Even before the conspiracy was discovered, Kievit was fired from his position in the gecommitteerde raden because he published a libelous pamphlet entitled Brief van den heer van Sommelsdijk ("Letter of Lord Sommelsdijk"), in which he defended his brother-in-law lieutenant admiral Cornelis Tromp's conduct during the St. James's Day Battle, disparaging lieutenant admiral Michiel de Ruyter at the same time.
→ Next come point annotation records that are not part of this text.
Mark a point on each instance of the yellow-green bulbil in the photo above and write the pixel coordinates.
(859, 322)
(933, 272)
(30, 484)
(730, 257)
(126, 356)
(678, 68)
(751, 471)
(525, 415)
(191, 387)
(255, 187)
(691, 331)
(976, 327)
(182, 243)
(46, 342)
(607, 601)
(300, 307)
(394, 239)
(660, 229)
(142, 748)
===The murder of the De Witt brothers===
When the Dutch Republic was attacked by France, England, and two German principalities in 1672, Kievit's political fortunes changed again. The attack caused a severe political crisis in the Dutch Republic during this Rampjaar ("Year of disaster"). Because of the military disaster, the De Witt regime was forced to retract the Perpetual Edict (1667) and to appoint Prince William first Captain general (in January), and later (in early July) Stadtholder of Holland and Zeeland. Kievit returned to the Republic and asked to be pardoned and get his office in the Rotterdam vroedschap back. He indeed received a full pardon, in August 1672, from the Prince (Johan de Witt had resigned his office of Grand Pensionary on 4 August). This enabled him to take part in the conspiracy with his brother-in-law Cornelis Tromp (who held a grudge against De Witt, after having been dismissed from the navy in 1666 because of the quarrel with De Ruyter), and several members of the Hague civic militia, who were close associates of Kievit, against the De Witt brothers, which resulted in their torture, lynching and mutilation on 20 August 1672.

===Later career===
Like other conspirators, such as Johan van Banchem (who became baljuw of The Hague), Kievit was rewarded for his crime by the new regime. He was first appointed Pensionary of the city of Rotterdam. After only one year in this prestigious office, he was appointed advocaat-fiscaal of the Admiralty of Rotterdam. As such, he supervised the collection of the customs duties (Convooien en licenten). This office apparently offered good possibilities for corrupt practices. Kievit was arrested on suspicion of embezzlement in 1686 and, after a lengthy trial in which his main defense was "that everybody did it," convicted and sentenced to banishment in 1689. However, his daughter Debora, who was married to a son of the governor-general of the Dutch East India Company (VOC) in Batavia, Cornelis Speelman, ransomed him for 20,000 guilders, which enabled him to live out his years in Rotterdam till his death in 1692.

==Legacy==
- The Dutch poet and playwright Joannes Antonides van der Goes, who worked as a clerk at the Rotterdam Admiralty at the time Kievit was advocaat-fiscaal wrote a laudatory Verjaargedicht ("Birthday poem") in Kievit's honor, probably in 1678.
- The Dutch writer of humorous works, Aernout van Overbeke wrote burlesque letters, "Buyten gaets" to among others, Alida Tromp, the wife of Kievit, who himself is mentioned in these "letters".
- He was played by Derek de Lint in the 2015 Dutch film Michiel de Ruyter.

==Sources==
- Entry "Kievit, Johan" in: (1862) Biografisch Woordenboek der Nederlanden bevattende levensbeschrijvingen van zoodanige personen, die zich op eenigerlei wijze in ons Vaderland hebben vermaard gemaakt. Zevende deel, letter I, J en K, pp. 52–53.